And thanks for the feedback on the DVDs. I'm enjoying them so far.


----------



## Maren Bell Jones (Jun 7, 2006)

Bob, looks like he appears to making a seminar stop in St. Louis the last weekend in March, though I don't see any specifics. Know anything? 

http://www.malinois.com/otvitosha/seminars.htm


----------



## Bob Scott (Mar 30, 2006)

Maren Bell Jones said:


> Bob, looks like he appears to making a seminar stop in St. Louis the last weekend in March, though I don't see any specifics. Know anything?
> 
> http://www.malinois.com/otvitosha/seminars.htm


No but I'm sure gonna find out about it. 
Thanks Maren!


----------



## Jerry Lyda (Apr 4, 2006)

I like his DVDs. I am training my female GSD with his methods and everything is coming up roses.

I did notice in his DVDs one thing that was never mentioned and I thought very interesting. When a dog had done something wrong like the long down or recall from the long down. When he did go back to pick the dog up to start over, he would take the dog back to the start with the dog on his right side not left side. I see this as another way of telling the dog that he had done wrong. 
I have and have told my group to do this. The dogs seem to understand their mistake better and will learn quicker from their mistake. Just food for thought.


----------



## Dan Reiter (May 12, 2006)

Ivan has a "bite work video" comming out last he told me was still working on verbage. I am sure it should be good.

The only thing I would caution on his seminars (if you happen to go out after training with him) he is known to pull some stunts. We were all at restraunt he told waiter that is was both mine and his girl freinds birthday
(assured me & her to go along with as all would get free drinks). Well after the required dancing on chairs (she got cake in face I was quicker ducking so it missed) and no free drinks.

Dan Reiter


----------



## Woody Taylor (Mar 28, 2006)

Off topic--Dan, my club cancelled training today, currently driving up 35 to check out that ring club...


----------



## Robert Blok (Jul 26, 2006)

> I did notice in his DVDs one thing that was never mentioned and I thought very interesting. When a dog had done something wrong like the long down or recall from the long down. When he did go back to pick the dog up to start over, he would take the dog back to the start with the dog on his right side not left side. I see this as another way of telling the dog that he had done wrong.
> I have and have told my group to do this. The dogs seem to understand their mistake better and will learn quicker from their mistake. Just food for thought.


[/quote]

Interesting you point this out Jerry, I did this , more by accident then anything else, en I noticed a different response to my correction and have done this ever since.
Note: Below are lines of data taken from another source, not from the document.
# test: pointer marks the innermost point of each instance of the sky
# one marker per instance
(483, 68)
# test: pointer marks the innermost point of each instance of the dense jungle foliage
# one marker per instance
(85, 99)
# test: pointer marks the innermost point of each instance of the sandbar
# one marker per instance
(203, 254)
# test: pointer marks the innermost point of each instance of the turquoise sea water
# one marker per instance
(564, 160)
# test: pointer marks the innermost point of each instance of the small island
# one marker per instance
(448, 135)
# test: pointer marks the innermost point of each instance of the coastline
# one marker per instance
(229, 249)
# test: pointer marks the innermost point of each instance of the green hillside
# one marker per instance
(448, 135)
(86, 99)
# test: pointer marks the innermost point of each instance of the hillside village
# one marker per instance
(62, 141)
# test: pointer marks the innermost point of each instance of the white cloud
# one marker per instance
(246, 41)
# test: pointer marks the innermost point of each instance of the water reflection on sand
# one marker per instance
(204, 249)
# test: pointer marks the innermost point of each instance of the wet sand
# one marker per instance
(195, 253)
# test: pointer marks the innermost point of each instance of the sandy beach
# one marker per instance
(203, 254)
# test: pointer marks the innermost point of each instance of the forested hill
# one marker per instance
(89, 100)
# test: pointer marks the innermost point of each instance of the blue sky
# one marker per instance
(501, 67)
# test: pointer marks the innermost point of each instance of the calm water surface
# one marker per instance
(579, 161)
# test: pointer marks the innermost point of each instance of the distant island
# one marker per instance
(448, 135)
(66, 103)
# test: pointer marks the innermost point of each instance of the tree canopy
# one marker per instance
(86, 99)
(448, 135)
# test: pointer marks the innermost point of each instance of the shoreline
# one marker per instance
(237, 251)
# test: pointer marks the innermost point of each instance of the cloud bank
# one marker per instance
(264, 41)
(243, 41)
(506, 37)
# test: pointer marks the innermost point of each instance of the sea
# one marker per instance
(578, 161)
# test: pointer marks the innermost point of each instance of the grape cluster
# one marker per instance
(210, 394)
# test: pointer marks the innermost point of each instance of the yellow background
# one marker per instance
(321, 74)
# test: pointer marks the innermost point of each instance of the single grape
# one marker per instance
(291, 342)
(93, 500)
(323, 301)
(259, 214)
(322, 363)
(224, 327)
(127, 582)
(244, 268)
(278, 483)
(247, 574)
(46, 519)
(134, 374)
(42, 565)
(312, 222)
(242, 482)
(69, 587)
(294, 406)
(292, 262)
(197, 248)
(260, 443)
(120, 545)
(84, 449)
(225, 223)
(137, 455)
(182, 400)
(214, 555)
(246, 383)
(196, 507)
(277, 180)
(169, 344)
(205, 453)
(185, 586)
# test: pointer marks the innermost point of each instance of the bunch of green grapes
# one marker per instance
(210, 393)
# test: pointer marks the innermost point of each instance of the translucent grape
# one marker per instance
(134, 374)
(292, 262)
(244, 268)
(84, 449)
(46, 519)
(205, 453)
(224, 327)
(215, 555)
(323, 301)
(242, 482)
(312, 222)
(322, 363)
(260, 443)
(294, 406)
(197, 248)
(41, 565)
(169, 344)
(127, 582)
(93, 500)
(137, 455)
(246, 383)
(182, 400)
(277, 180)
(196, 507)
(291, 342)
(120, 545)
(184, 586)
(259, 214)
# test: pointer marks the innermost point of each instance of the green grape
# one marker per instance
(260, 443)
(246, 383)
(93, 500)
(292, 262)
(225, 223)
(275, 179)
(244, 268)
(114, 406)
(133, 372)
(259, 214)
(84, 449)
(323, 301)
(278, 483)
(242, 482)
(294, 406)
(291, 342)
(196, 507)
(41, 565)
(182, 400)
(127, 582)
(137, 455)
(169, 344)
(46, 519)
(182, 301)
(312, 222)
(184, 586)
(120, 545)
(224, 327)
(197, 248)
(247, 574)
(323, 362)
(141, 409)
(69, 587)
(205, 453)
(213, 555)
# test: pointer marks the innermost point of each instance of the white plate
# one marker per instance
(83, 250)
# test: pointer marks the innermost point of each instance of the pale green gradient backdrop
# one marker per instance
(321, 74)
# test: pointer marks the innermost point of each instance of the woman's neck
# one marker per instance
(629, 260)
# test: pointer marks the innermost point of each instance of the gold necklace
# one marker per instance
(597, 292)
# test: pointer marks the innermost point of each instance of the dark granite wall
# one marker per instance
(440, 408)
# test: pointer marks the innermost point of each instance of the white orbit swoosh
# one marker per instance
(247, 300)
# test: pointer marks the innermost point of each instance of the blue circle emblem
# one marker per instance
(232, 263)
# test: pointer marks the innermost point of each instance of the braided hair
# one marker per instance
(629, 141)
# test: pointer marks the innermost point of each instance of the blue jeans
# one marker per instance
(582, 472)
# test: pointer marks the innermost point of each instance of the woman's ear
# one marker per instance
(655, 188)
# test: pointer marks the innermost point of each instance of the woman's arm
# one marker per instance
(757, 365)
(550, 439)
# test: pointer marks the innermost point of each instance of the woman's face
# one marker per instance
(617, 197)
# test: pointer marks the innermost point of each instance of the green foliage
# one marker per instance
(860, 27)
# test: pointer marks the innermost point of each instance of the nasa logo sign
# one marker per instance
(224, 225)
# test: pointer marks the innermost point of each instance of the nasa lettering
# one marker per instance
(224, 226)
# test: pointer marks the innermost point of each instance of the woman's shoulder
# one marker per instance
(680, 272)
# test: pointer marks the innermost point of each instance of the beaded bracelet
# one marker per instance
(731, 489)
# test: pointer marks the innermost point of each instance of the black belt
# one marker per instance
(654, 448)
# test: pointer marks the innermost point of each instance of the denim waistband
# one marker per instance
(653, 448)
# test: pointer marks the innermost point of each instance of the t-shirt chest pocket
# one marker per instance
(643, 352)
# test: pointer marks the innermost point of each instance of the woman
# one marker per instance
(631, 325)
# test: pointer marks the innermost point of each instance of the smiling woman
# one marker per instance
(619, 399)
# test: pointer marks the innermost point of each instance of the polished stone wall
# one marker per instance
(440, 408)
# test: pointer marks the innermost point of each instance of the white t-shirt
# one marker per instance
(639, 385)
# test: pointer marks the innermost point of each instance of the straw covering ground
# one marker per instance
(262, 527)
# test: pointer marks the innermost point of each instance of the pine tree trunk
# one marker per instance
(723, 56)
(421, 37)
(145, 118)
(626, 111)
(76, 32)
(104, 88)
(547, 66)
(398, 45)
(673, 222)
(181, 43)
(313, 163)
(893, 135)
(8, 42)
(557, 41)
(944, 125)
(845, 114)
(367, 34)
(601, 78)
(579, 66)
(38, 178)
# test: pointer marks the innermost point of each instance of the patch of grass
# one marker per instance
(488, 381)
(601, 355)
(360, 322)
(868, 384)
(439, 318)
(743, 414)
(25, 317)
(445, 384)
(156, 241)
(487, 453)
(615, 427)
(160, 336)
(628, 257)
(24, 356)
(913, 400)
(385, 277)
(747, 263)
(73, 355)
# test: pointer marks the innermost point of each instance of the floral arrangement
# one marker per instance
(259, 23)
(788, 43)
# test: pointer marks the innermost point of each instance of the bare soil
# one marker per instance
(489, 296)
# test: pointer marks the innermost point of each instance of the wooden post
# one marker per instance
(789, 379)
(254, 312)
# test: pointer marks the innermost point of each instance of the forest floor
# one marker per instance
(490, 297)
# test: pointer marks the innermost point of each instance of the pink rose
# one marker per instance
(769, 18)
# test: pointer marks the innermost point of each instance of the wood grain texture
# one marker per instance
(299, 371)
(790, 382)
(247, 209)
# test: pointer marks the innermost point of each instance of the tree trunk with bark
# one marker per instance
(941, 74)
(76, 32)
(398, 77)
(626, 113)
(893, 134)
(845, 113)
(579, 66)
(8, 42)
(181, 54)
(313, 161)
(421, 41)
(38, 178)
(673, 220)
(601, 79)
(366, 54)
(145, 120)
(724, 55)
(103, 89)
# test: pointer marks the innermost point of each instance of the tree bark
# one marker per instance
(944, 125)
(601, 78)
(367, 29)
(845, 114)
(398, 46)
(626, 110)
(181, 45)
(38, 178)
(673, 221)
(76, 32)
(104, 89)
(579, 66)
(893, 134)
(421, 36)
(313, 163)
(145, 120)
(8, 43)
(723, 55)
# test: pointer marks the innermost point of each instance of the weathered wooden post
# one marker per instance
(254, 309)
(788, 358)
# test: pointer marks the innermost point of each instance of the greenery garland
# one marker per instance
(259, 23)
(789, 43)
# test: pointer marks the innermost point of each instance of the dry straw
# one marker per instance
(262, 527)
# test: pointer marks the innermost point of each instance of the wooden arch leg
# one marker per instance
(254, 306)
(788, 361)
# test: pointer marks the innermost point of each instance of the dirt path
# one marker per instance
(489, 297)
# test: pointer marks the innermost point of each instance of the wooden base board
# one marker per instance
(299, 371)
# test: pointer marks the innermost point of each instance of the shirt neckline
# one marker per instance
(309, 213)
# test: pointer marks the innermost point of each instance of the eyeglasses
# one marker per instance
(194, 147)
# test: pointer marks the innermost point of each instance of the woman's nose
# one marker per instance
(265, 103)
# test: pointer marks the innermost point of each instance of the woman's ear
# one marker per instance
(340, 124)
It is as if you reinforce to the dog that there is a difference, not part of the exercise but a correction?
Robert


----------



## Bob Scott (Mar 30, 2006)

Maren Bell Jones said:


> Bob, looks like he appears to making a seminar stop in St. Louis the last weekend in March, though I don't see any specifics. Know anything?
> 
> http://www.malinois.com/otvitosha/seminars.htm


Looks like the St. Louis Schutzhund Assoc is sponsoring the 2007 AWDF Championships and Team Challeng on Mar 29-April 1.
Looks like Ivan is a competitor at this event. Not a seminar.


----------



## Tim Martens (Mar 27, 2006)

Bob Scott said:


> Maren Bell Jones said:
> 
> 
> > Bob, looks like he appears to making a seminar stop in St. Louis the last weekend in March, though I don't see any specifics. Know anything?
> ...


so much for the mondio thing...


----------



## Lacey Vessell (Nov 18, 2006)

Great catch Jerry - I definitely missed that one. I have about wore my tapes out constantly going back and reviewing - wish I would have waited for the DVD's  

Thanks for the info about his upcomming bite work video Dan. I also hope he puts out another one for obedience to include the jumps and send out.


----------



## Lacey Vessell (Nov 18, 2006)

I was waiting for the AWMA to list the competitors they are sending to the AWDF - guess I don't have to wonder about him anymore. Oh and he is still on the board of directors for AWMA  This is a good thing (him competing in the AWDF again) I'll definitely be cheering for him and hope he goes on to take first place at the 2007 FMBB.


----------



## Woody Taylor (Mar 28, 2006)

Tim Martens said:


> Looks like Ivan is a competitor at this event. Not a seminar.


so much for the mondio thing...[/quote]

I think that's right, that he is transitioning into Ring stuff to some extent. Mark Keating, my TD from Red Star, is going down to work with him (decoying for Ring, etc.) in FL this spring. For what it's worth.


----------



## Maren Bell Jones (Jun 7, 2006)

Well, darn it! Why'd he get our hopes up by putting on the seminar section?


----------



## Woody Taylor (Mar 28, 2006)

Maren Bell Jones said:


> Well, darn it! Why'd he get our hopes up by putting on the seminar section?


If you're referring to the Ring stuff, I really don't know the extent of it, just heard that secondhand yesterday from Mark. Irina (Red Star owner) also mentioned he's picked up a showline GSD that he's really excited about training up (personally), not sure if that's for IPO or what. But a fun anecdote. Also heard he had a bitework disc coming out (did I already mention that in this thread?).

You really see the power of this stuff, it's helped me a load with communication already, and pointed out yet a few more dozen things I have messed up along the way. I was way to quick to reward without a bridge, etc. Really want to start out a puppy doing this. Irina's got this 14 wk Mal pup that is amazing...I will try to get pictures, they've really got her jacked up with the game stuff.

Nice feedback, Jerry and Robert, on the "corrective" walk-back. I had not noticed it until you mentioned it. Fun. Kind of surprised they don't mention it explicitly in Disc 1, they seem to be very granular (in a good way) about everything.


----------



## Jerry Lyda (Apr 4, 2006)

Can't give all you secrets out. :lol: I'm sure there are other things that just haven't been noticed yet.


----------